Coaching career (HC unless noted)
- 2005–2008: Mississippi State (SA)
- 2009–2011: Clemson (GA)
- 2012–2014: Clemson (defensive analyst)
- 2015–2017: Arizona Cardinals (assistant to the HC)
- 2018–2021: Clemson (senior defensive assistant)
- 2022–2024: Clemson (DC/LB)
- 2025–present: Oklahoma (assistant LB/OLB)

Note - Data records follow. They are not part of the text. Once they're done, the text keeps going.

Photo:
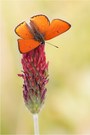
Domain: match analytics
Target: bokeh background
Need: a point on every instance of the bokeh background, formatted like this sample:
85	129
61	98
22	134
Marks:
67	104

Accomplishments and honors

Championships
- National Championship (2018);

= Wes Goodwin =

American football coach (born 1984)

Wesley Goodwin (born December 28, 1984) is an American football coach who is currently the assistant linebacker and outside linebacker coach at the University of Oklahoma. Was formerly the defensive coordinator and linebackers coach at Clemson University. He previously served as an assistant coach for the Arizona Cardinals and at Mississippi State University.

== Arizona Cardinals ==
In 2015, Goodwin was hired by the Arizona Cardinals as the assistant to the head coach. Goodwin served under head coach Bruce Arians.

== Clemson (second stint) ==
In 2018, Goodwin returned to Clemson University as a senior defensive assistant.

On December 14, 2021, Goodwin was promoted to defensive coordinator and linebackers coach at Clemson, replacing Brent Venables after his departure to become the head coach at the University of Oklahoma.